# If you do not change now setolac you are going to end up homeless, starve, and suffer



## Setolac (Jul 26, 2009)

This is probably my last chance to change. Why is it so hard to change. Why is it so hard to step out of my comfort zone and change. If I don't manage my social anxiety soon, I am going to be homeless and penniless. When you see this thread setolac always remember the massive amount of problems that you have right now that you need to fix.

This is your last chance man. This is your last chance. You need to always keep up in your mind that if you do not change soon, you are going to enter a situation wherein it would be very very very difficult for you to get out of. 

This is a life and death situation. This isn't a joke anymore. You have a lot of problems that you need to fix. Stop avoiding these problems. This is your last chance man. You have until May. If you don't fix these problems then life is going to be 10x harder, 10x as worse. ALWAYS KEEP THIS INTO YOUR MIND THAT YOU HAVE A LOT OF PROBLEMS! Man, it's pathetic that all I have is this forum to vent to. I have no one in real life to vent out my problems. Things just got serious. This is a life and death situation. Why the hell is change so bad. What's the use in posting in this forum, nobody really cares man. You are all alone in this one. You are all alone in this world to face your problems. Things are a lot more serious now. WHen you see this thread, you should reflect upon yourself if you are still in your comfort zone. This is your last chance.


----------



## Setolac (Jul 26, 2009)

Setolac said:


> This is probably my last chance to change. Why is it so hard to change. Why is it so hard to step out of my comfort zone and change. If I don't manage my social anxiety soon, I am going to be homeless and penniless. When you see this thread setolac always remember the massive amount of problems that you have right now that you need to fix.
> 
> This is your last chance man. This is your last chance. You need to always keep up in your mind that if you do not change soon, you are going to enter a situation wherein it would be very very very difficult for you to get out of.
> 
> This is a life and death situation. This isn't a joke anymore. You have a lot of problems that you need to fix. Stop avoiding these problems. This is your last chance man. You have until May. If you don't fix these problems then life is going to be 10x harder, 10x as worse. ALWAYS KEEP THIS INTO YOUR MIND THAT YOU HAVE A LOT OF PROBLEMS! Man, it's pathetic that all I have is this forum to vent to. I have no one in real life to vent out my problems. Things just got serious. This is a life and death situation. Why the hell is change so bad. What's the use in posting in this forum, nobody really cares man. You are all alone in this one. You are all alone in this world to face your problems. Things are a lot more serious now. WHen you see this thread, you should reflect upon yourself if you are still in your comfort zone. This is your last chance.


How could you even sleep tonight with all these problems pouring over you? You have so little time left man. You need to change soon. You need to change man.


----------



## ripsta99 (Jun 19, 2011)

i think you have the right idea, but forcing it onto yourself wont help.


----------



## OGKush (May 3, 2011)

I tell myself the same thing man... truth is, we could say anything right now, but what counts is what you do when your out of your comfort zone.. when the anxiety kicks in and you wanna GTFO, thats the only moment you got to make a change...

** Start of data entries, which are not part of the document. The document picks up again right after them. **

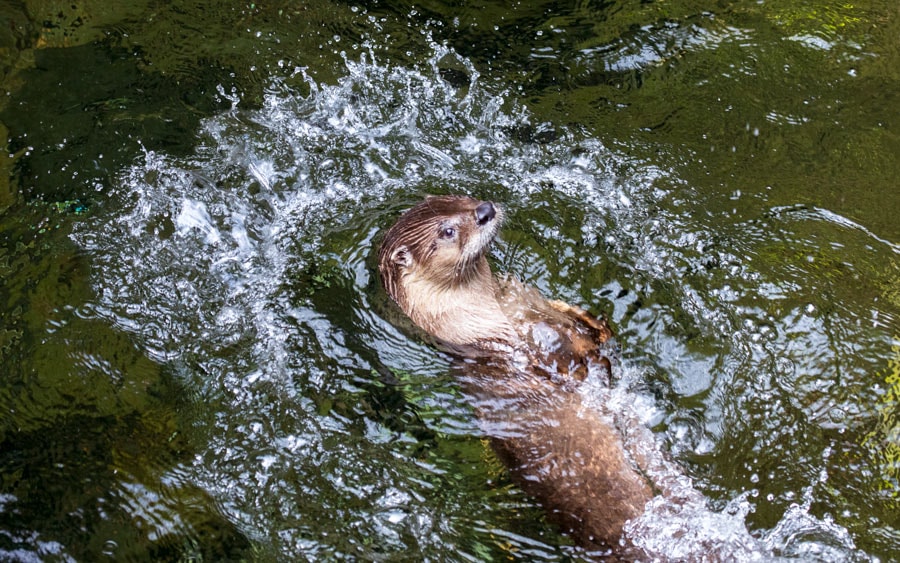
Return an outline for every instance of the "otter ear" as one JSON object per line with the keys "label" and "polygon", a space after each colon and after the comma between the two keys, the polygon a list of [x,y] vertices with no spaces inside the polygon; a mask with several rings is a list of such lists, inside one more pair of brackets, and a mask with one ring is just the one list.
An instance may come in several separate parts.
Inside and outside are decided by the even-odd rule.
{"label": "otter ear", "polygon": [[395,248],[391,253],[391,262],[402,268],[412,266],[412,255],[409,253],[409,248],[405,244]]}

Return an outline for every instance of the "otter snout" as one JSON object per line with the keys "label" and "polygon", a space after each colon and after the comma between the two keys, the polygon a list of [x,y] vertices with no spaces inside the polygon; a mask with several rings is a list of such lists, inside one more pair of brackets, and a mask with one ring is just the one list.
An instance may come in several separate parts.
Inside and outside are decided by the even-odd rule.
{"label": "otter snout", "polygon": [[496,216],[497,210],[494,209],[494,204],[489,201],[475,208],[475,222],[478,223],[479,227],[483,227]]}

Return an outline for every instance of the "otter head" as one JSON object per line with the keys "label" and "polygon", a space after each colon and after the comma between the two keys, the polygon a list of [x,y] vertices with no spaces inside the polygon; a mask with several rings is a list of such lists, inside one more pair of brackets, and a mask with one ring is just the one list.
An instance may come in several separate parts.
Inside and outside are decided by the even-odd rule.
{"label": "otter head", "polygon": [[428,197],[384,237],[378,254],[384,288],[416,321],[414,311],[433,308],[430,300],[456,290],[480,291],[485,283],[489,287],[485,254],[501,220],[501,210],[489,201]]}

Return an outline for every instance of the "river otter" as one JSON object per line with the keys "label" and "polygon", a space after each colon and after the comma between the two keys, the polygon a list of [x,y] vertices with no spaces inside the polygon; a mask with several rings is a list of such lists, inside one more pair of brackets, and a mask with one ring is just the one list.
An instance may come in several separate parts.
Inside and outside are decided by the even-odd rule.
{"label": "river otter", "polygon": [[653,488],[613,417],[584,405],[575,389],[588,376],[609,377],[612,332],[578,307],[491,273],[486,253],[502,216],[487,201],[427,198],[385,235],[382,283],[463,359],[481,427],[522,488],[582,546],[617,551]]}

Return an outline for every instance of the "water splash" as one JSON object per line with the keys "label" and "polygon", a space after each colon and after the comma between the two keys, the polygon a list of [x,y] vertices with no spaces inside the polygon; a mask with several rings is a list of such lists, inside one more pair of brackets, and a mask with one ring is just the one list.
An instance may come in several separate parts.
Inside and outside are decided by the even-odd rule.
{"label": "water splash", "polygon": [[[546,240],[576,236],[569,250],[602,249],[638,285],[669,287],[709,333],[734,333],[728,291],[711,299],[681,283],[681,274],[703,269],[715,237],[663,210],[672,198],[660,181],[664,172],[580,134],[562,131],[542,142],[522,135],[542,125],[504,93],[482,88],[469,61],[433,48],[423,69],[379,64],[369,53],[346,61],[346,76],[334,85],[307,79],[308,97],[275,84],[259,110],[232,100],[231,111],[204,123],[192,157],[147,151],[123,172],[108,210],[74,235],[94,257],[91,314],[133,334],[209,405],[208,442],[172,479],[200,484],[276,557],[403,553],[428,560],[456,553],[477,560],[510,545],[541,559],[572,555],[498,530],[502,502],[486,508],[464,492],[447,476],[459,467],[447,458],[403,455],[397,444],[417,438],[352,404],[372,400],[363,390],[373,379],[399,379],[401,414],[445,436],[477,436],[453,383],[441,379],[443,358],[372,313],[380,310],[370,301],[373,241],[425,193],[475,191],[519,208],[562,199],[582,209],[580,228],[570,235],[537,222]],[[468,84],[443,80],[447,65],[462,68]],[[518,252],[508,243],[498,250],[507,264]],[[721,251],[716,259],[749,284],[759,281],[740,271],[735,255]],[[578,260],[585,271],[601,267],[600,258]],[[577,284],[555,287],[540,268],[521,274],[545,293],[580,300]],[[599,299],[617,283],[591,294]],[[635,320],[631,299],[614,300],[615,321]],[[639,337],[649,353],[683,351],[659,349],[671,340]],[[735,333],[732,344],[739,359],[752,354],[746,334]],[[700,368],[709,366],[690,369]],[[635,397],[652,404],[633,384],[641,375],[624,370],[613,397],[623,409]],[[337,406],[341,401],[350,404]],[[640,447],[658,448],[646,428],[635,432]],[[758,553],[745,545],[745,495],[715,512],[674,464],[661,463],[659,471],[691,500],[679,510],[653,503],[630,528],[636,543],[659,553],[703,542]],[[483,477],[474,479],[483,486]],[[444,489],[459,498],[448,499]],[[795,536],[784,530],[797,518],[785,515],[769,547],[792,553],[785,545]],[[820,528],[840,538],[838,552],[852,550],[846,531],[829,526]]]}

and youre right, your all alone in this, so are most of us.. really the faster you accept this fact the better... the only one that cares about you is you... nobody else knows your full needs better than you, not even your parents...


----------



## bluecrime (Jan 27, 2013)

LOL, and people say I don't think positively&#8230;
Seriously, chill man! There's no such thing as a 'last chance'


----------



## Setolac (Jul 26, 2009)

Setolac said:


> How could you even sleep tonight with all these problems pouring over you? You have so little time left man. You need to change soon. You need to change man.


Time is slowly running out..


----------



## ilsr (Aug 29, 2010)

Setolac said:


> This is probably my last chance to change. Why is it so hard to change. Why is it so hard to step out of my comfort zone and change. If I don't manage my social anxiety soon, I am going to be homeless and penniless. When you see this thread setolac always remember the massive amount of problems that you have right now that you need to fix.


I totally agree. The world is going to crap and they are going to set the firing squad on the SA misfits first when they need to get rid of people so the rest of the crazily multiplying population can even survive with the ongoing increasing waste and theft of resources.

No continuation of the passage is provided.